Ostensible Authority in Public Law

Author

Enid Campbell

Journal/conference

Federal Law Review

Edition

Volume 27 No 1

Publication date

1999

Abstract

In public administration many decisions made in purported exercise of statutory powers are, as a matter of practical necessity, made not by the officer or body in whom the power has been reposed by statute but by persons purporting to act as delegates or agents of the repository of the power. Nowadays the empowering statute will often contain a provision which expressly authorises delegations of power or the appointment of authorised officers who, by virtue of their appointment, will be invested with specified powers. The statute may limit the powers which may be delegated.
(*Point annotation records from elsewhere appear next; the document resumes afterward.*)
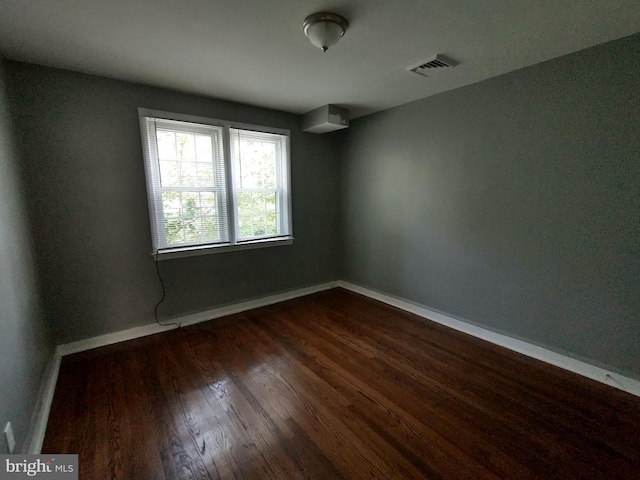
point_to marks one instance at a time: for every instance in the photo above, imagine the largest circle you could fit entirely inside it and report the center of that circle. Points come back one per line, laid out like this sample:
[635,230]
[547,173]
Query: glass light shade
[324,29]
[324,34]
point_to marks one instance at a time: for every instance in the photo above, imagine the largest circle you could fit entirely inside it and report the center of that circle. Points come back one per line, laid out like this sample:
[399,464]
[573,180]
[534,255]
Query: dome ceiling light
[324,29]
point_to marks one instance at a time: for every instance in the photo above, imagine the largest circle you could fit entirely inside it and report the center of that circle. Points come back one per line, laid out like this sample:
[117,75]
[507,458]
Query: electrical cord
[164,294]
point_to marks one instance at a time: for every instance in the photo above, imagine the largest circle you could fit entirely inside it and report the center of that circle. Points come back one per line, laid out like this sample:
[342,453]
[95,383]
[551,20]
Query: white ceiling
[254,51]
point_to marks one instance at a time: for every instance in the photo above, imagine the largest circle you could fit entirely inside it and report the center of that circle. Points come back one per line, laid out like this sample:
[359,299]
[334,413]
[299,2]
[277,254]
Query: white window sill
[210,249]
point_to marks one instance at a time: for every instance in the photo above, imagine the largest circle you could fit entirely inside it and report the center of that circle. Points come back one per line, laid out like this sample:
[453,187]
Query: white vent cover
[435,64]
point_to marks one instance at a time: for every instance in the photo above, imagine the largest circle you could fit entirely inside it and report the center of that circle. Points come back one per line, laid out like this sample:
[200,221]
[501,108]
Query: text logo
[51,467]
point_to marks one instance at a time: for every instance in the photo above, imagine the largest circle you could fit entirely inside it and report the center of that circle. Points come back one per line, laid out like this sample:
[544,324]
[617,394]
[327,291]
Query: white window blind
[214,184]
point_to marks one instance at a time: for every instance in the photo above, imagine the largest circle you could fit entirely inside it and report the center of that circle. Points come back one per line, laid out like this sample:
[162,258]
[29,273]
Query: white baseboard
[185,320]
[602,375]
[43,407]
[47,390]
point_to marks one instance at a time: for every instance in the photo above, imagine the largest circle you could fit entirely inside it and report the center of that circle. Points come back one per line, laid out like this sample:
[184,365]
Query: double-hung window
[214,185]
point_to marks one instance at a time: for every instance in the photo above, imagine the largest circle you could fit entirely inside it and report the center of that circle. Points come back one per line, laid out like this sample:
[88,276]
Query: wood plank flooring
[334,385]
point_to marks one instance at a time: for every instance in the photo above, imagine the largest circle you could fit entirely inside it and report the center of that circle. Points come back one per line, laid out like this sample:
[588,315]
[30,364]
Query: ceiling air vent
[435,64]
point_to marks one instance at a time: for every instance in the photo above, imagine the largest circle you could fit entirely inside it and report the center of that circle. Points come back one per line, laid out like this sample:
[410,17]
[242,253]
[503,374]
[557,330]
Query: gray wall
[85,177]
[512,203]
[25,345]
It may restrict the classes of persons who may be selected to act as delegates. It may stipulate that delegations be effected by instruments in writing or by some other procedure.

Even if a statute does not expressly authorise delegations of power, authority to delegate, or to act through the agency of others, may be implied. Whether such authority is implied depends on a range of considerations, among them the nature and purpose of the power, the occasions on which the power is to be exercised and matters to be taken into account in exercise of the power, and the status of the repository of the power.
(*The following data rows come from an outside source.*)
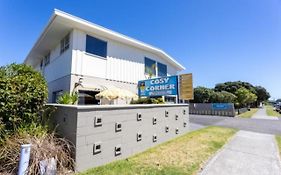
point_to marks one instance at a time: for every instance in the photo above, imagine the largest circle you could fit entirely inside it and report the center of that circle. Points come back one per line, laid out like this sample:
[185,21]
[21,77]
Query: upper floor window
[162,69]
[96,46]
[47,59]
[149,67]
[41,64]
[64,44]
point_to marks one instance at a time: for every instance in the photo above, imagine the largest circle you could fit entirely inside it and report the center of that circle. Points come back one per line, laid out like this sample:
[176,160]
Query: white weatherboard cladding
[123,62]
[60,64]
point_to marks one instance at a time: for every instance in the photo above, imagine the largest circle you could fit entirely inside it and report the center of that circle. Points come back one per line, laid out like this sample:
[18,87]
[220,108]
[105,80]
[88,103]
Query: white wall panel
[123,62]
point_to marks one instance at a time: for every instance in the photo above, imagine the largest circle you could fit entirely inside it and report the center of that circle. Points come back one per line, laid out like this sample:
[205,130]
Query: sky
[216,40]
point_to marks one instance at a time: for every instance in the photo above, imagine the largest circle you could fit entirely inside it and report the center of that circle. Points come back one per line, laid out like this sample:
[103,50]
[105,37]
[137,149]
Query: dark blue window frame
[96,46]
[162,69]
[150,66]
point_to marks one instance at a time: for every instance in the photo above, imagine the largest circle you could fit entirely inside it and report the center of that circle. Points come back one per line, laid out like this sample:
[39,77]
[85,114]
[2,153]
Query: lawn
[248,114]
[271,112]
[278,139]
[183,155]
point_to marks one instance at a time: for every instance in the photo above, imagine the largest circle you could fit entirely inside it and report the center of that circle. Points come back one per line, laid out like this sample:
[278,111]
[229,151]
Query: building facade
[76,55]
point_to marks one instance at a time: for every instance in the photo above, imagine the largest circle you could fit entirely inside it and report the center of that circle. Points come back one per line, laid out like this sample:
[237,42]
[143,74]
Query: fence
[102,134]
[219,109]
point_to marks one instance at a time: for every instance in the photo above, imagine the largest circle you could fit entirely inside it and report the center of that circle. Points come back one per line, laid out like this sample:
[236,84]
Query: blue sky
[216,40]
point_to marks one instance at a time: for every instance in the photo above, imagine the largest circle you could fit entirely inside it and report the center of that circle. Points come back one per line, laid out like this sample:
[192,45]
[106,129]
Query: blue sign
[158,86]
[221,106]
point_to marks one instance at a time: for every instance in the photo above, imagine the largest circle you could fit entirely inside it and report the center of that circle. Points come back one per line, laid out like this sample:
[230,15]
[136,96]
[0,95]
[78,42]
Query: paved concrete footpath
[248,153]
[261,114]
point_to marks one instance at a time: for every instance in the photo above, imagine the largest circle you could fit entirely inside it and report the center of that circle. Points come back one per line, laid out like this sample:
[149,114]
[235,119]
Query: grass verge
[249,114]
[183,155]
[271,112]
[278,139]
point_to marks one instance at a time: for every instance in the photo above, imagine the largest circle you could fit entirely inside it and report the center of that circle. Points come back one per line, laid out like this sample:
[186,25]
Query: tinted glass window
[150,66]
[64,44]
[96,46]
[162,69]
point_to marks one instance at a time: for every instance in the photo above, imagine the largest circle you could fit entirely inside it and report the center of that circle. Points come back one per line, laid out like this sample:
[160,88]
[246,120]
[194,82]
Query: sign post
[162,86]
[186,87]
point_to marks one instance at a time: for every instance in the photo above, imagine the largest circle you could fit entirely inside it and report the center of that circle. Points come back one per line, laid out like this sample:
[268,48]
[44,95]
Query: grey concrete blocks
[98,121]
[139,117]
[118,127]
[154,138]
[154,120]
[97,148]
[102,135]
[139,136]
[118,150]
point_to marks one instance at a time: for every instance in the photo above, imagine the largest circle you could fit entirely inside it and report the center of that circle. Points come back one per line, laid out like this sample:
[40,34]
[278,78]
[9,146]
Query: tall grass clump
[24,119]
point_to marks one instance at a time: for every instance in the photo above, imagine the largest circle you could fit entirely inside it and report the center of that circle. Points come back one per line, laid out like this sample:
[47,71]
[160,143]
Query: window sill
[97,56]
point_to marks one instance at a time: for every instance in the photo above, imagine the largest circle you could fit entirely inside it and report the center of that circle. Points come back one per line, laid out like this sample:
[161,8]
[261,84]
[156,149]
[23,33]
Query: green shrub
[23,93]
[67,98]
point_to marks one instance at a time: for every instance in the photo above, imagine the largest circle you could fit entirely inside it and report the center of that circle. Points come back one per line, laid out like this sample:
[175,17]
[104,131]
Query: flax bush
[24,118]
[23,93]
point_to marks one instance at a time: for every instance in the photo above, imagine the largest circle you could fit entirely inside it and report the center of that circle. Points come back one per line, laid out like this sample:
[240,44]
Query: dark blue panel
[162,69]
[150,66]
[96,46]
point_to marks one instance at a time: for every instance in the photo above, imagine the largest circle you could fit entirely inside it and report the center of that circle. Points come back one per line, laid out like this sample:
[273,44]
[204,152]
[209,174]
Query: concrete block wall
[77,123]
[207,109]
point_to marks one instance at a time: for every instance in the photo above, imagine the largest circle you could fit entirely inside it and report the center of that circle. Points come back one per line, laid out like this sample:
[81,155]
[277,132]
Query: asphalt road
[251,124]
This article explores the ways in which courts have attempted to resolve problems of the kinds described above by principles of ostensible authority and closely related principles of estoppel in pais, that is, principles regarding estoppels generated by representations about past or present states of affairs. The article also considers the applicability of the so-called "indoor management" rule to the operations of governmental agencies and the presumption of regularity.
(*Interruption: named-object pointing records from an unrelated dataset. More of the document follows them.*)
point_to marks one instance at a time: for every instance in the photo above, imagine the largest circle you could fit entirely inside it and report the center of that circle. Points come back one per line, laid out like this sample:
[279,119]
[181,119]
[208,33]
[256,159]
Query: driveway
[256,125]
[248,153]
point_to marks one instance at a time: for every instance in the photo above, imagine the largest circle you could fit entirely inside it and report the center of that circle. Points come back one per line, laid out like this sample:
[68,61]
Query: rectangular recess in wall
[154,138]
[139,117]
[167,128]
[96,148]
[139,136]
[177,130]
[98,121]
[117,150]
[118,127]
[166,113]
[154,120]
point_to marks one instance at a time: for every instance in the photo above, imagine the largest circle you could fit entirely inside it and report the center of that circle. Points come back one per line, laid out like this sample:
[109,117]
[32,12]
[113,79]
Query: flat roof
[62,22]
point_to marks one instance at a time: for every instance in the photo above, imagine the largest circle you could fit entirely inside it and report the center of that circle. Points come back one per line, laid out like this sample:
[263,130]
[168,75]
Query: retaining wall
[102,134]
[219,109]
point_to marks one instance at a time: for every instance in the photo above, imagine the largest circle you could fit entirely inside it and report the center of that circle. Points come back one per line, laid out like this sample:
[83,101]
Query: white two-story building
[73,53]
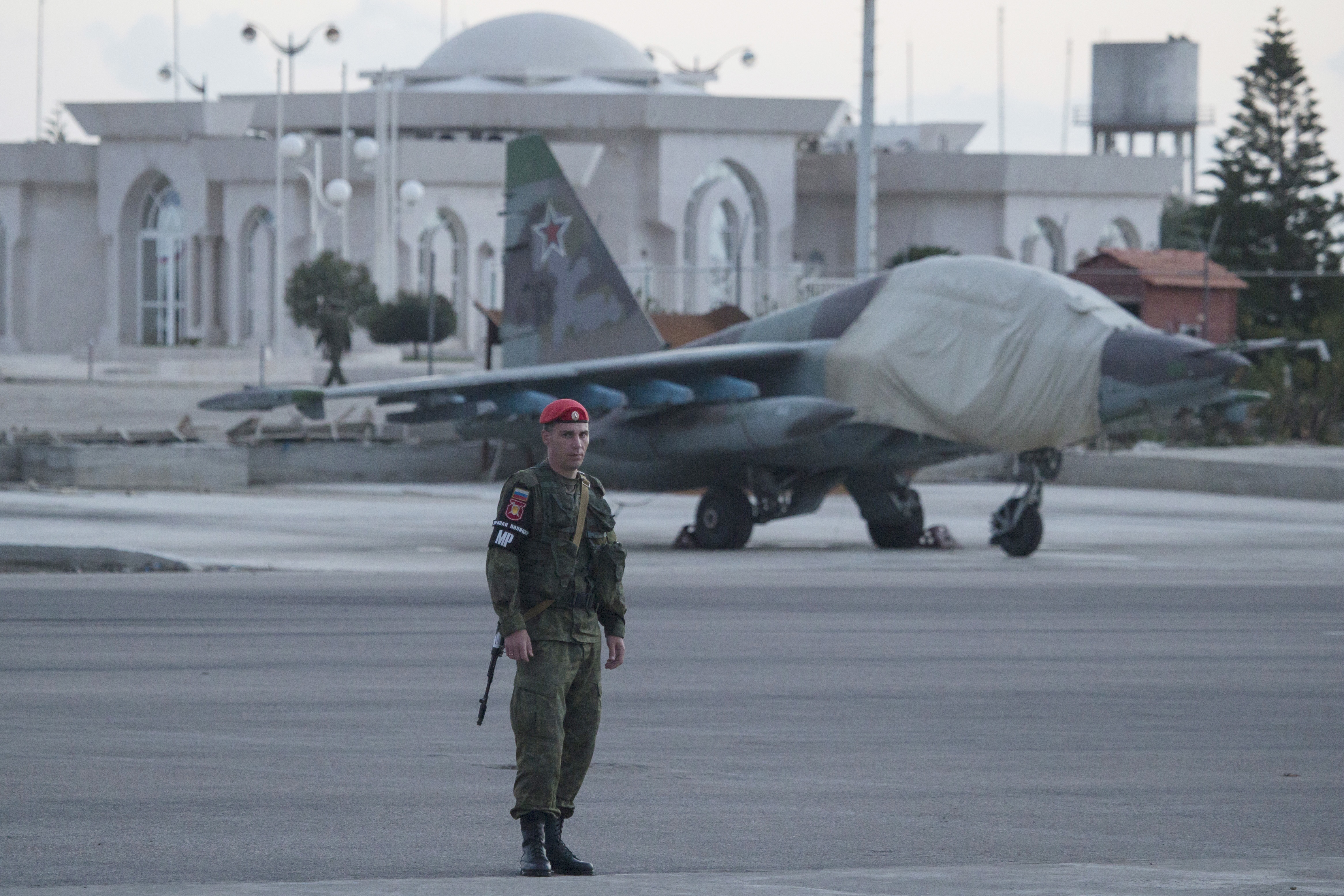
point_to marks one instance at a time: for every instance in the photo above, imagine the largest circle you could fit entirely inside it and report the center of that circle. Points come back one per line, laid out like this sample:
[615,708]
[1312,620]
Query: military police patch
[509,537]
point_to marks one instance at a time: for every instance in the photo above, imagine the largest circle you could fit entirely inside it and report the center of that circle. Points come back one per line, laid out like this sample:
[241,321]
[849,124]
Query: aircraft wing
[647,381]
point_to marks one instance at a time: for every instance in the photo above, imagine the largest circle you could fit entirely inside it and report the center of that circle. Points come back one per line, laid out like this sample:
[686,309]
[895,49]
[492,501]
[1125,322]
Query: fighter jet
[931,362]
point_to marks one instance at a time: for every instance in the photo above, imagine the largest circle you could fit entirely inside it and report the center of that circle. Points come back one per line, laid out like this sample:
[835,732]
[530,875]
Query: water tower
[1147,89]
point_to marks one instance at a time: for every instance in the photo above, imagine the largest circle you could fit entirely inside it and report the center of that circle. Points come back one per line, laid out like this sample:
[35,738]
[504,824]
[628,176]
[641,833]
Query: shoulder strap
[578,537]
[578,527]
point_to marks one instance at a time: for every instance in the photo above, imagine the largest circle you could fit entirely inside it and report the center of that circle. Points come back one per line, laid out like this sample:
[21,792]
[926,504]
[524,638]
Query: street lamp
[166,74]
[289,48]
[695,72]
[331,198]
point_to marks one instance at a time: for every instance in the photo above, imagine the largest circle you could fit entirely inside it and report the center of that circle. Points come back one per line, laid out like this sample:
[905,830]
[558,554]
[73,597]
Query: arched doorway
[725,240]
[257,277]
[162,264]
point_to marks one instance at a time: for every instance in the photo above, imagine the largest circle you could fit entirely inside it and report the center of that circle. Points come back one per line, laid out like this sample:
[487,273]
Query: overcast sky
[112,49]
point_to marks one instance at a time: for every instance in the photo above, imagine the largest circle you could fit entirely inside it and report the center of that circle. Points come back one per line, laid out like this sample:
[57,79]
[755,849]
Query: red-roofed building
[1166,288]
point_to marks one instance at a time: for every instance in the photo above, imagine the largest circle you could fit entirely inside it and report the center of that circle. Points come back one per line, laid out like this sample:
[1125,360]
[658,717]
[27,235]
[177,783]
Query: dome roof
[537,48]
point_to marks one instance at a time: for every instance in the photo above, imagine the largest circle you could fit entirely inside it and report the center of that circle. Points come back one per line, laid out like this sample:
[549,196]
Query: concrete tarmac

Cases discussed include O'Reilly v Commissioners of the State Bank of Victoria; Paterson v Director-General of Community Welfare Services [1982] VR 883; Attorney-General for Ceylon v AD Silva [1953] AC 461; Lever Finance Ltd v Westminster (City) London Borough Council 53 [1971] 1 QB 222; Western Fish Products Ltd v Penwith District Council [1981] 2 All ER 2024; Jurkovic v Port Adelaide Corporation (1979) 23 SASR 434; Robertson v Minister of Pensions 75 [1949] 1 KB 227; Howell v Falmouth Boat Construction Co 78 [1951] AC 837; Minister for Immigration, Local Government and Ethnic Affairs v Kurtovic 81 (1990) 92 ALR 93.